Вольнер. Острый. Довольно легкий. Острие легко вонзалось.
Баусен. Откуда он у вас?
Вольнер. Купил его за границей лет пять назад.
Баусен. Где конкретно?
Вольнер. В Италии… Название городка точно не помню.
Баусен. Почему вы убили Эггерса, Симмеля и Рюме? Молчание.
Кронке. Почему вы не отвечаете на вопрос?
Молчание.
Баусен. Вы не могли бы рассказать поподробнее, как вы это сделали?
Вольнер. Про которого рассказать?
Баусен. Например, про Мориса Рюме.
Вольнер. Я позвонил в дверь, он открыл мне… и я убил его.
Баусен. Зачем?
Вольнер. Ради этого я и пришел туда.
Баусен. Опишите в деталях, как это произошло!
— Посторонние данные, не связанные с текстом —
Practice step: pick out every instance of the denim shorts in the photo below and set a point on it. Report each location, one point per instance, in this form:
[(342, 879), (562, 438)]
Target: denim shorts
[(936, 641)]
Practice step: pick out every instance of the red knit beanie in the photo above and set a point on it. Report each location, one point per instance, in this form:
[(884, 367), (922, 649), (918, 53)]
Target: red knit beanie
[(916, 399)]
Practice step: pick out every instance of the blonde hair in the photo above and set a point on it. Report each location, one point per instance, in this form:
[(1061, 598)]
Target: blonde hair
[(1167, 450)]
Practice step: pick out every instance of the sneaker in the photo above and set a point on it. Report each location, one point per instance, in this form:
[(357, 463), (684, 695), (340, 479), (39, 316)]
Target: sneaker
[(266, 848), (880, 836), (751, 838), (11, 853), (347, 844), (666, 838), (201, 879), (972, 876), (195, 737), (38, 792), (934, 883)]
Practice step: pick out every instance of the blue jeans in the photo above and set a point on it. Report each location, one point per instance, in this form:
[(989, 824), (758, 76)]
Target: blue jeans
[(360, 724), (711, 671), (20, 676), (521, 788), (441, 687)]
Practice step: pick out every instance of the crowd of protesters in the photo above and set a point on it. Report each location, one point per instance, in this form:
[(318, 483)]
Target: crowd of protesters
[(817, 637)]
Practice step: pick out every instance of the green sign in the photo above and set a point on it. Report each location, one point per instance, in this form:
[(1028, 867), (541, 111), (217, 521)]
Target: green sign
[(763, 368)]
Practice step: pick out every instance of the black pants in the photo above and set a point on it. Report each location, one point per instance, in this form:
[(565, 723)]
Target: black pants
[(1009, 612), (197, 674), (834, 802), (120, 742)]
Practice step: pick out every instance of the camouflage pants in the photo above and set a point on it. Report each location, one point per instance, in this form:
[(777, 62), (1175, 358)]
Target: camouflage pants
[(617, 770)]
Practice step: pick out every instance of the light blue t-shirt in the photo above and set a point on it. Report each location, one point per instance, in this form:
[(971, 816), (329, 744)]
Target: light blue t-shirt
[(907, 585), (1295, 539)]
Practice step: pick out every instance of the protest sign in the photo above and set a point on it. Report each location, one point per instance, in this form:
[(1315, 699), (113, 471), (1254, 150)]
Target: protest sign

Вольнер. Я сказал, что повредил спину. Уронил на пол часы. Поскольку я не мог согнуться, чтобы поднять их, доктор наклонился, и… я ударил его топором по затылку.
Баусен. Вы были ранее знакомы с доктором Рюме?
Вольнер. Я был его пациентом.
Баусен. Он знал о том, что вы придете?
Вольнер. Да.
Баусен. Вы хотите сказать, что он принимал пациентов на дому в вечернее время?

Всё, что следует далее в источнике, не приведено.